Lets bring the Certificate Authority into the picture. The job of a CA is to provide digital certificates to entities to prove the ownership of (among other things) a public key, so that nobody else can fake it (and claim to be that entity).

Using the public key (which is part of the digital certificate), I’ll encrypt whatever needs encryption and send it over the communication channel. The beauty of asymmetric algorithms is that data encrypted using the public key can only* be decrypted using the corresponding private key (which belongs to the actual owner of the public/private key-pair). So, I will remain assured that only the intended recipient will be able to decrypt the message.

*NOTE: It isn’t that the ciphertext cannot be decrypted without the private key, but just that it would be computationally very hard to break the same.

Why would you encrypt a symmetric key using asymmetric encryption?

Same reason as the above – only the intended recipient will be able to retrieve the encrypted symmetric key by decrypting it with the private asymmetric key.

Now that we seem to be heading somewhere, lets take a look at how an actual HTTPS session begins.

TLS Handshake

Before a TLS session actually begins, a handshake is performed between the client and the server. A lot of things happen behind the scenes during this handshake. (Do give this awesome article a read if you are interested in going under the hood of a typical TLS handshake.)

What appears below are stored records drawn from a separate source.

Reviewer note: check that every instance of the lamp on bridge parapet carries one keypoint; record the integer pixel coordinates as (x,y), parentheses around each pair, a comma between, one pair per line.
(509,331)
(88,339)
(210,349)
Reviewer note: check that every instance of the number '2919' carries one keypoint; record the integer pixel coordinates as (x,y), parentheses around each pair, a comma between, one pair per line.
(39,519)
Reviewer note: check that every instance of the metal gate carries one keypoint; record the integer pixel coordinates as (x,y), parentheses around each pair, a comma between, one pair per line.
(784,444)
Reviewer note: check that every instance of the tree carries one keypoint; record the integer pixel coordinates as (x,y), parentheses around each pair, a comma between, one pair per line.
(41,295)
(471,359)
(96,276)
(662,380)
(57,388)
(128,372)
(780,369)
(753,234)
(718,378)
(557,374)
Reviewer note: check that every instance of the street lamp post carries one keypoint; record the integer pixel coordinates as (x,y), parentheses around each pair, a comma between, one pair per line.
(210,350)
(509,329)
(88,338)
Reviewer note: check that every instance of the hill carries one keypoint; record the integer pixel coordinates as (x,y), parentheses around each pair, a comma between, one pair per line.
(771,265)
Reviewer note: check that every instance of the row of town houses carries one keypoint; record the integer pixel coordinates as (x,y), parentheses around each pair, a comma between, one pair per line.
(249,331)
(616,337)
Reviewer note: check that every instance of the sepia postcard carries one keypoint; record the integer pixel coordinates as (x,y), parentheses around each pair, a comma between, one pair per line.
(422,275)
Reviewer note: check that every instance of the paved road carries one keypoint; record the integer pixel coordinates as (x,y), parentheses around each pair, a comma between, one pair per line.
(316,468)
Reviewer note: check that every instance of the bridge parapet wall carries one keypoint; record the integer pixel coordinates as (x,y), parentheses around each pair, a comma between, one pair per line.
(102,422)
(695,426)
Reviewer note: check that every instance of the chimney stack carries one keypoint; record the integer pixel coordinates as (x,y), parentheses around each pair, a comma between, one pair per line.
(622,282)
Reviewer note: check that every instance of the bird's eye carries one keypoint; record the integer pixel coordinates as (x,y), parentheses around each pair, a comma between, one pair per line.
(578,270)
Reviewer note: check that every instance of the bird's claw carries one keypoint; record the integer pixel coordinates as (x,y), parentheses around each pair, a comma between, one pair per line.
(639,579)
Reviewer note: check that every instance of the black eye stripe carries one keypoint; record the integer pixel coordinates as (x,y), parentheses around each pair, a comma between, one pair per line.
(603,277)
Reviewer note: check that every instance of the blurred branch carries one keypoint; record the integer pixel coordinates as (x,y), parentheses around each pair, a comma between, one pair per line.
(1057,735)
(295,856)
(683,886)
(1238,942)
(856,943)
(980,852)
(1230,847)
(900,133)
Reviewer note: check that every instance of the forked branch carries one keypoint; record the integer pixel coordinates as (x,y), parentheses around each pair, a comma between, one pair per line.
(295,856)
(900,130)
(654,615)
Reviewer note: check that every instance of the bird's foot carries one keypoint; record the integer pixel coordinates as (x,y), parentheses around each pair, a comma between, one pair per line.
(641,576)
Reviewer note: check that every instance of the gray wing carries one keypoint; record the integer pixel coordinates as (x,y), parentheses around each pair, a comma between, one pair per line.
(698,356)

In brief, the following things occur:

  • Client informs the server of its supported cipher suites, and the sever chooses one.
  • Server sends over its certificate (issued by a CA) and a random value (this will be used later).
  • Client authenticates the server’s certificate.
  • Client generates a Pre-Master Secret, encrypts the same using the server’s public key (from the certificate), and sends across the same to the server.
  • Using the random value (sent by the server) and the Pre-Master Secret, both, the client and the server, generate the same Master Secret.
  • Master Secret is used (by both, client and server) to generate the necessary session keys (for encrypting messages and for hashing – MAC).

Now that the TLS handshake is complete, the client and the server can begin exchanging messages by using the generated session keys. Each time an encrypted message is exchanged between the client and the server, the corresponding hash is also shared (typically done using HMAC).

Epilogue

Simply put, HTTPS is nothing but an encrypted/authenticated form of HTTP, and the encryption of messages is performed using symmetric algorithms (the symmetric key is exchanged using an asymmetric algorithm – which is part of the digital certificate).

One question still remains. How do digital certificates work and why should you trust a CA? Seems like another blog post is in the offing!